Ayah aku sayang Engkau


Apa arti Ayah bagimu kawan?
Dulu yang ku tahu, Ayah adalah mendung. Dahsyat menggelegar, tersusun apik dalam polemik tak beraturan.

Tapi kini, aku tahu. Ayah adalah fajar petang, mega membahana dan gelap yang merindukan.
Diriiku tak henti membual, karena rasa syukur selalu datang terlambat padaku, bukan karena aku bodoh tak menyadarinya, terlebih karena diriku terlalu munafik untuk mengakuinya.
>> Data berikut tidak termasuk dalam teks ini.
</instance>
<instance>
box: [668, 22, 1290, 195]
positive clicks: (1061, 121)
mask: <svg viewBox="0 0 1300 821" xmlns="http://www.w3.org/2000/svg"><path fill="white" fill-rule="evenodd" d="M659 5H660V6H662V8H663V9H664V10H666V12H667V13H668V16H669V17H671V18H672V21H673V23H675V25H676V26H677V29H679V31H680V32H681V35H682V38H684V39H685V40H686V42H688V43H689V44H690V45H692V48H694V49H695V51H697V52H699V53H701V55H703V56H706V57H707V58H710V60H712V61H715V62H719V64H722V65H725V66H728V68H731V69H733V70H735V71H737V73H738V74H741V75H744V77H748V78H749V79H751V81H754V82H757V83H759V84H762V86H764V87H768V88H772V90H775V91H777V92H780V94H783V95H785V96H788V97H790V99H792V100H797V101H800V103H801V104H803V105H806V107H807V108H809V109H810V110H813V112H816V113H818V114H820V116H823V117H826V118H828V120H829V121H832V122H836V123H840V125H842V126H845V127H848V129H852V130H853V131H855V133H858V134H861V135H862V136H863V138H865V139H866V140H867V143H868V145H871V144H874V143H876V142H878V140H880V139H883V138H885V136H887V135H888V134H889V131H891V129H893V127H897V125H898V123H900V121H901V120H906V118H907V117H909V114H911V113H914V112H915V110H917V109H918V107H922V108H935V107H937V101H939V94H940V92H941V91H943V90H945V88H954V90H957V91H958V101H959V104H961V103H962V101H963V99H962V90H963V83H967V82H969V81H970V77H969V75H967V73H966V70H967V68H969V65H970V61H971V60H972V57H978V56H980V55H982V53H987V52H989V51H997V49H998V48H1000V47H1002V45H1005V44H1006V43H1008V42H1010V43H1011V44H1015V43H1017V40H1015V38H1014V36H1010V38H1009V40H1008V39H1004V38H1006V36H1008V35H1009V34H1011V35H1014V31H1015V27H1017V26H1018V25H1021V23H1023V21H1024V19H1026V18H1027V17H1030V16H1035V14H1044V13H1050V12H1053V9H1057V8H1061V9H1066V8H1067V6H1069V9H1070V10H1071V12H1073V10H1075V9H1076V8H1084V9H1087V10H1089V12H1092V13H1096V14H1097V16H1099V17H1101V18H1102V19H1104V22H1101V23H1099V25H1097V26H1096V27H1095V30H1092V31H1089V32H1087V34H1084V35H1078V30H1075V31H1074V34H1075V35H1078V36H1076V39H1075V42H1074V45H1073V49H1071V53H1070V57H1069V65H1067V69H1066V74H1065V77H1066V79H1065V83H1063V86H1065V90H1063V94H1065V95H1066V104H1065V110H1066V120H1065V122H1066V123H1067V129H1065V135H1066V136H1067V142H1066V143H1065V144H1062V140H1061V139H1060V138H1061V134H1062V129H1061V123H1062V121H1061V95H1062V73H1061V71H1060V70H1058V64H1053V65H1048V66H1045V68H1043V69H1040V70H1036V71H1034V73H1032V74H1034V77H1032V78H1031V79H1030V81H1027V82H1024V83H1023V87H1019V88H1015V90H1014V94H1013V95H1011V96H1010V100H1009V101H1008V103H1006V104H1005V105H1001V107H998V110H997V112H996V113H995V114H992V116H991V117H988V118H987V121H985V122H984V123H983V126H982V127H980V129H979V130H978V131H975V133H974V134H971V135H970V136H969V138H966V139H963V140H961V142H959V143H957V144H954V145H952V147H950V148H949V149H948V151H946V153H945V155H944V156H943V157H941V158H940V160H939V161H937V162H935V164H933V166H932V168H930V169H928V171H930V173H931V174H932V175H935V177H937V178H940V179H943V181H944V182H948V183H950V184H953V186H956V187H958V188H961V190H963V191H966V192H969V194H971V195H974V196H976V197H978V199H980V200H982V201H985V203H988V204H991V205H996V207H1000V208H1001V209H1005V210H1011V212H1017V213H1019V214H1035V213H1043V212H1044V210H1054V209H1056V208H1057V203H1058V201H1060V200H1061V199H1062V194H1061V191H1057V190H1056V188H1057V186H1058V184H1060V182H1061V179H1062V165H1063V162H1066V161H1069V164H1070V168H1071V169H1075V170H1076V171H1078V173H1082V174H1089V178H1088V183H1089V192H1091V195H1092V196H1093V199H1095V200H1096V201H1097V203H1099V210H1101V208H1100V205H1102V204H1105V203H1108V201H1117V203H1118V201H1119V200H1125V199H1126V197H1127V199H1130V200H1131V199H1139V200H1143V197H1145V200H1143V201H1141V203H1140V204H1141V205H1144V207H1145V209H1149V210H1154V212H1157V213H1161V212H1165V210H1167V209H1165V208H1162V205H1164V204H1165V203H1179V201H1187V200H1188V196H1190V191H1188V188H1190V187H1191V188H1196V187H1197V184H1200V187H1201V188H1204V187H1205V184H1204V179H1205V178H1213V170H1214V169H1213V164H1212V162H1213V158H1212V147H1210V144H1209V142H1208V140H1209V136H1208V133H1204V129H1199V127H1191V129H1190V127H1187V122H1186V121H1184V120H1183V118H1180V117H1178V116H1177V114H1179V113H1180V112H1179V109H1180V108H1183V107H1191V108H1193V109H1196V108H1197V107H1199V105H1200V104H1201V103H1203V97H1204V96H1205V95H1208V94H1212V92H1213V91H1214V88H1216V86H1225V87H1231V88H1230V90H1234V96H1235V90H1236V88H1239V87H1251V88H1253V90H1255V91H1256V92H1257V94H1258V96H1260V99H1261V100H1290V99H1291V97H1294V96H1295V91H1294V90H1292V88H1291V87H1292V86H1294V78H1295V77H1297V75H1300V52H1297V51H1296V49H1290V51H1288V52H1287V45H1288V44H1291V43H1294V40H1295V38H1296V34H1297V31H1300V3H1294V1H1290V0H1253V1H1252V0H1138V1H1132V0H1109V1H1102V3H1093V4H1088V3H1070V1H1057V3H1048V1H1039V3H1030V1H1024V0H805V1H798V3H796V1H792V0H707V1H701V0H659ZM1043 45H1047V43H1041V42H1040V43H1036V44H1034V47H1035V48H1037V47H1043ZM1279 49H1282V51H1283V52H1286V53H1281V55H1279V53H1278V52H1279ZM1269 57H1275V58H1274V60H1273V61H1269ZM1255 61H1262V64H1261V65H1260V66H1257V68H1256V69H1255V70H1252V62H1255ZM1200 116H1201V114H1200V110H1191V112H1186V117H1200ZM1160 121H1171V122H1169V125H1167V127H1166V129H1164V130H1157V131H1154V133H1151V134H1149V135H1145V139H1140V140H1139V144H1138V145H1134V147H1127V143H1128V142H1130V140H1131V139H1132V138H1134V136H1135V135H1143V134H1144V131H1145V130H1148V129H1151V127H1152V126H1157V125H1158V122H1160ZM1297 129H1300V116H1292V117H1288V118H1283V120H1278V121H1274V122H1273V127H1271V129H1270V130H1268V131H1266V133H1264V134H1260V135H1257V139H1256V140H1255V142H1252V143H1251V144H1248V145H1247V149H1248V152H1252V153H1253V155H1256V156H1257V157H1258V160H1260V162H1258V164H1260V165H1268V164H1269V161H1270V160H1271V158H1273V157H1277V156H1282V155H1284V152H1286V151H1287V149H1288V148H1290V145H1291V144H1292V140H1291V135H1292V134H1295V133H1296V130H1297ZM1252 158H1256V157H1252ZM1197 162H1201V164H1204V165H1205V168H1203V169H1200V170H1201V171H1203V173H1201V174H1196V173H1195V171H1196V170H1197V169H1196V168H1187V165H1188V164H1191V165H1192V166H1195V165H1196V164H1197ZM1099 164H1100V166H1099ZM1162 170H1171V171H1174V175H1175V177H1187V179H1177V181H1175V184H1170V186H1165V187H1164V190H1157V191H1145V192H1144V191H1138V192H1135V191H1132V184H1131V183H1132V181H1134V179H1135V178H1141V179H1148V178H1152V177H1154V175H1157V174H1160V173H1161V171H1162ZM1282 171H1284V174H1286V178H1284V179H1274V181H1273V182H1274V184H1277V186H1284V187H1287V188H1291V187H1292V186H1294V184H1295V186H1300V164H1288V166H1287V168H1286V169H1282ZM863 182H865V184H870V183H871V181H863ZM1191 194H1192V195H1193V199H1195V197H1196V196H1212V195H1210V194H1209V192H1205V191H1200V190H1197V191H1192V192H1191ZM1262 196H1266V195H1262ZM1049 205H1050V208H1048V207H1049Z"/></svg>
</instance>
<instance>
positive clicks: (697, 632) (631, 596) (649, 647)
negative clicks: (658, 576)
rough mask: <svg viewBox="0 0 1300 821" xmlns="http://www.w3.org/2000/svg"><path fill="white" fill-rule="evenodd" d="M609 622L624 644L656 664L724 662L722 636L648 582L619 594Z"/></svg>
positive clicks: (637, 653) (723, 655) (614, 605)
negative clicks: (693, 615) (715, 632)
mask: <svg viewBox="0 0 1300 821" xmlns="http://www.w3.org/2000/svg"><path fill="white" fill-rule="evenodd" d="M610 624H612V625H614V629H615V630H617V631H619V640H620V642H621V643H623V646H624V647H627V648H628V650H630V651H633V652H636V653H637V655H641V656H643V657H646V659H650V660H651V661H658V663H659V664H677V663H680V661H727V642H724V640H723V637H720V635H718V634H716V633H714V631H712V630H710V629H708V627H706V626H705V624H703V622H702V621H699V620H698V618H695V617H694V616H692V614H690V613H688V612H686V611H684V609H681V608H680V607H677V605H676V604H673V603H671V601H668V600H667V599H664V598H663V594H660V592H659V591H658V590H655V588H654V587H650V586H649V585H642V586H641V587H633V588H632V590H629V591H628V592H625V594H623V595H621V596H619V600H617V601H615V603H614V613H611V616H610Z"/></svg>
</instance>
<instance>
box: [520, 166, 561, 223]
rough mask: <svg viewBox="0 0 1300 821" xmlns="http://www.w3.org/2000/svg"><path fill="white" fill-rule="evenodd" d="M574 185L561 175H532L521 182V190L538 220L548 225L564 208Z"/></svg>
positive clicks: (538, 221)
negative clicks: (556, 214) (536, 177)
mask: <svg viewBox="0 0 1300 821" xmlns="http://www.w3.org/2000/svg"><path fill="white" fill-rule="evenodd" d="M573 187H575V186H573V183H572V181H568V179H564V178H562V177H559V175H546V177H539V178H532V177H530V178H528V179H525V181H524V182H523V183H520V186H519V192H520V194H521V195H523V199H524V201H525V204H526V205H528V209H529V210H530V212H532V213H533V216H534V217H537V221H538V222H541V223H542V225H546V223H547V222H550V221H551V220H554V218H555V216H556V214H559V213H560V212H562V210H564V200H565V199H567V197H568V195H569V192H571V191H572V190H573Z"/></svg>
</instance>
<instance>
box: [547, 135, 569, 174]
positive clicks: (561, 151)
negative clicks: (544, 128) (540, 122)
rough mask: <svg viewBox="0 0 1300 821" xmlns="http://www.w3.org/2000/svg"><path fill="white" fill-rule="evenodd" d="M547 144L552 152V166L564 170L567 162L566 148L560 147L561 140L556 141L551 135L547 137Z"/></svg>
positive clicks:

Ayah, jauh aku melangkah. Mendaki gunung agar lebih dekat padamu. Agar kau mampu mendengar suaraku. Ayah, fajar ataupun senja merengkuh aku sepertimu, tulus namun tak terbaca. Terlambat itu adalah senjaku, naunganku dan tempat lelahku setelah Tuhan mengikrarkan engkau dengan dingin yang membiru.